Fixed StartSpan to handle nil context gracefully:

  • Added nil check in StartSpan to use context.Background() when ctx is nil
  • This prevents panic when RequestContext.TraceContext is not initialized
  • Added test case TestStartSpanWithNilContext to ensure proper handling
  • All observability tests pass successfully
Original prompt

This section details on the original issue you should resolve

<issue_title>Distributed Tracing Support for Fine-Grained Observability</issue_title>
<issue_description>### Is your feature request related to a problem? Please describe.

Currently, vLLM Semantic Router provides basic observability through Prometheus metrics and structured logging. However, these approaches have limitations when it comes to understanding the complete request lifecycle across distributed components:

  • Limited Request Context: Metrics provide aggregated data but lack per-request visibility into the routing decision flow
  • Difficult Root Cause Analysis: When issues occur (e.g., high latency, routing errors), it's challenging to trace the exact path a request took through classification, routing, security checks, and backend selection
  • No Cross-Service Correlation: As the system integrates with vLLM engines and other components, there's no unified way to correlate traces across service boundaries
  • Missing Fine-Grained Timing: While we have overall latency metrics, we lack detailed breakdowns of time spent in each processing stage (classification, PII detection, jailbreak detection, cache lookup, model selection, etc.)

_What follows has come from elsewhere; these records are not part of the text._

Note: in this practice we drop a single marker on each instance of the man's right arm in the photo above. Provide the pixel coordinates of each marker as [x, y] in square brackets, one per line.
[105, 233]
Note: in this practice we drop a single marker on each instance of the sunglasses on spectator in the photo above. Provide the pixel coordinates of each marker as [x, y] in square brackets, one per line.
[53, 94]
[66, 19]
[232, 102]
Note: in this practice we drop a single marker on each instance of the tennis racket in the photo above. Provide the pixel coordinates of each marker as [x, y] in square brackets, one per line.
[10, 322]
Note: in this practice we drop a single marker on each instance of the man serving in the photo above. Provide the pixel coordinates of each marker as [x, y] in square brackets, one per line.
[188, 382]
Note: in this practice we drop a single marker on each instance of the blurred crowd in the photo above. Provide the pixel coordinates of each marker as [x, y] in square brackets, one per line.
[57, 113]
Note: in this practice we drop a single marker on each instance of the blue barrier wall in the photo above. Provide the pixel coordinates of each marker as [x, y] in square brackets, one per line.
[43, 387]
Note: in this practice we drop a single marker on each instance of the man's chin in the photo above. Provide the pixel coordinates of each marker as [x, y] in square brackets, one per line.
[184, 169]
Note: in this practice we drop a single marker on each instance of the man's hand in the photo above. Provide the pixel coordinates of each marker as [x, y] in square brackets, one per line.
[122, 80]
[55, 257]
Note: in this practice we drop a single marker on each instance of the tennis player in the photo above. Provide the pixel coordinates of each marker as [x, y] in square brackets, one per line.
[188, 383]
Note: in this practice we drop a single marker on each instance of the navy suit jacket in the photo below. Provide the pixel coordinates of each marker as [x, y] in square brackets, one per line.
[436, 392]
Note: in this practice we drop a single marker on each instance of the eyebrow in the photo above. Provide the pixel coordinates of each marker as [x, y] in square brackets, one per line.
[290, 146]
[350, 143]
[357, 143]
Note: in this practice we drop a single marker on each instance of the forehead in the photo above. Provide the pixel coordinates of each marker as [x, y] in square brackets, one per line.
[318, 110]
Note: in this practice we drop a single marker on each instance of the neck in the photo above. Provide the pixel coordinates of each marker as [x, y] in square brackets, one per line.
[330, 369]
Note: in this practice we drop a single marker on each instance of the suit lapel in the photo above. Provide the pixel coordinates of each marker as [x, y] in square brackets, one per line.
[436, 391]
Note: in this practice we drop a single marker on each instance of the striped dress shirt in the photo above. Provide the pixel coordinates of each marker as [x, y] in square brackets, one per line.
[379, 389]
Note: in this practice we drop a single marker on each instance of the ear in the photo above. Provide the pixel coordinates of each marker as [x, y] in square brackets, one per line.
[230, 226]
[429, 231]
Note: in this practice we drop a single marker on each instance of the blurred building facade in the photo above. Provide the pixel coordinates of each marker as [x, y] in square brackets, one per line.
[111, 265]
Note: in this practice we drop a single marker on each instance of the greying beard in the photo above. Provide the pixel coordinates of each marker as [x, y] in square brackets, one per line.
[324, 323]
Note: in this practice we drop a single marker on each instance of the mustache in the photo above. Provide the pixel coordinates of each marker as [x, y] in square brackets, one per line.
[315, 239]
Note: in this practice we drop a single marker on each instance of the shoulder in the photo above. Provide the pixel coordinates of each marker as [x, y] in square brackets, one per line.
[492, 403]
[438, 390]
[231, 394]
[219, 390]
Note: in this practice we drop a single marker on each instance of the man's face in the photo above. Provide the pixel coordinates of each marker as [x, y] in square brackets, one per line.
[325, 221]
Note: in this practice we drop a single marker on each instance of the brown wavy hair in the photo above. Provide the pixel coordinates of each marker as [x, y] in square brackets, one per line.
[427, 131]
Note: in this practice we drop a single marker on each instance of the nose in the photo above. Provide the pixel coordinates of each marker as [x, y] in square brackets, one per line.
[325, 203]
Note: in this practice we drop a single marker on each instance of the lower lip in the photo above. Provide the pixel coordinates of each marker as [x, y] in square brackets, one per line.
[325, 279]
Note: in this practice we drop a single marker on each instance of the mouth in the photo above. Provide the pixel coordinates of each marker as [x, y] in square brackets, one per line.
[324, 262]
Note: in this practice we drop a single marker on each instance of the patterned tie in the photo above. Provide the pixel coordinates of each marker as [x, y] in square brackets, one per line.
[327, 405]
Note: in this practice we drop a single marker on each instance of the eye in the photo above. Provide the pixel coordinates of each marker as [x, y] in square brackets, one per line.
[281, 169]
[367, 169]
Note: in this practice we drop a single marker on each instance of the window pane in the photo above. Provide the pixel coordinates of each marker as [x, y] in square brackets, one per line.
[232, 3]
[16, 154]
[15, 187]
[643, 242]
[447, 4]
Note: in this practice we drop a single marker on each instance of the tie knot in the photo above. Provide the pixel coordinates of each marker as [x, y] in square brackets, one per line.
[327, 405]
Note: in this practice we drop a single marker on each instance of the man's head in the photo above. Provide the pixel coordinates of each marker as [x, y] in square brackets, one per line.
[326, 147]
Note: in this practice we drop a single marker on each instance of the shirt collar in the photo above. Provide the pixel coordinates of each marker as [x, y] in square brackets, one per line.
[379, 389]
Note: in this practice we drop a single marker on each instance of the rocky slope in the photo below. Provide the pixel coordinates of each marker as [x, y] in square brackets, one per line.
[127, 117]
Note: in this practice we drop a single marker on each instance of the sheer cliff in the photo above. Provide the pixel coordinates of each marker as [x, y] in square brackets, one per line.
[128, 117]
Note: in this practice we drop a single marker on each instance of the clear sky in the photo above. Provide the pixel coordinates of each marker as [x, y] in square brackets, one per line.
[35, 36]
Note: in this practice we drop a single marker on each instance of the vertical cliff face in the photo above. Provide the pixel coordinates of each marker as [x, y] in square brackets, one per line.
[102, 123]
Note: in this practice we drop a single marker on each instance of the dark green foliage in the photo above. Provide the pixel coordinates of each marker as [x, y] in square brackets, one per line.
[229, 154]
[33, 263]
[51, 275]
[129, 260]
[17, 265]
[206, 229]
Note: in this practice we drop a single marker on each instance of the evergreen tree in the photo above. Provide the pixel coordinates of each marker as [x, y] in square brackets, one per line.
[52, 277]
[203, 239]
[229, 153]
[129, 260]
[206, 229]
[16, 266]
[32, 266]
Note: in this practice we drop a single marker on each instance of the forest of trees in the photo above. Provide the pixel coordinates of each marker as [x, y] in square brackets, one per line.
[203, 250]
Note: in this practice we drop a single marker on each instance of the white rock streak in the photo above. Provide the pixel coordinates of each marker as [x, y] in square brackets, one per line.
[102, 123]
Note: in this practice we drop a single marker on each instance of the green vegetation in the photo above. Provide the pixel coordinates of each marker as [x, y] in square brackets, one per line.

This becomes especially problematic when:

  • Debugging production issues where specific requests fail or perform poorly
  • Optimizing the routing pipeline by identifying bottlenecks
  • Understanding the impact of different routing strategies on end-to-end latency
  • Integrating with the broader vLLM Production Stack for unified observability

Describe the solution you'd like

Implement comprehensive distributed tracing support using industry-standard OpenTelemetry instrumentation, leveraging either:

  1. OpenInference (https://github.com/Arize-ai/openinference) - Specialized for LLM observability with semantic conventions for AI/ML workloads
  2. OpenLLMetry (https://github.com/traceloop/openllmetry) - Purpose-built for LLM application tracing with automatic instrumentation

Key Implementation Requirements:

1. Core Tracing Infrastructure

  • Integrate OpenTelemetry SDK for Go (main router service)
  • Add trace context propagation through HTTP headers and gRPC metadata
  • Support multiple trace exporters (OTLP, Jaeger, Zipkin)
  • Configure sampling strategies (always-on for development, probabilistic for production)

2. Instrumentation Points

Instrument the following critical paths with spans:

Request Processing Pipeline:

  • semantic_router.request.received - Entry point span
  • semantic_router.classification - Category classification with model name and confidence
  • semantic_router.security.pii_detection - PII detection with results
  • semantic_router.security.jailbreak_detection - Jailbreak detection with results
  • semantic_router.cache.lookup - Semantic cache operations
  • semantic_router.routing.decision - Model selection logic with reasoning
  • semantic_router.backend.selection - Endpoint selection
  • semantic_router.upstream.request - Forwarding to vLLM backend
  • semantic_router.response.processing - Response handling

Span Attributes (following OpenInference conventions):

  • Request metadata: request_id, user_id, session_id
  • Model information: model.name, model.provider, model.version
  • Classification: category.name, category.confidence, classifier.type
  • Routing: routing.strategy, routing.reason, original_model, selected_model
  • Security: pii.detected, jailbreak.detected, security.action
  • Performance: token.count.prompt, token.count.completion, cache.hit
  • Reasoning: reasoning.enabled, reasoning.effort, reasoning.family

3. Integration with vLLM Production Stack

  • Propagate trace context to vLLM engine requests
  • Correlate router traces with vLLM engine traces
  • Support unified trace visualization across the full stack
  • Enable end-to-end latency analysis from router to model inference

4. Configuration

Add tracing configuration to config.yaml:

observability:
  tracing:
    enabled: true
    provider: "opentelemetry"  # or "openinference", "openllmetry"
    exporter:
      type: "otlp"  # otlp, jaeger, zipkin, stdout
      endpoint: "localhost:4317"
      insecure: true
    sampling:
      type: "probabilistic"  # always_on, always_off, probabilistic
      rate: 0.1  # 10% sampling for production
    resource:
      service_name: "vllm-semantic-router"
      service_version: "v0.1.0"
      deployment_environment: "production"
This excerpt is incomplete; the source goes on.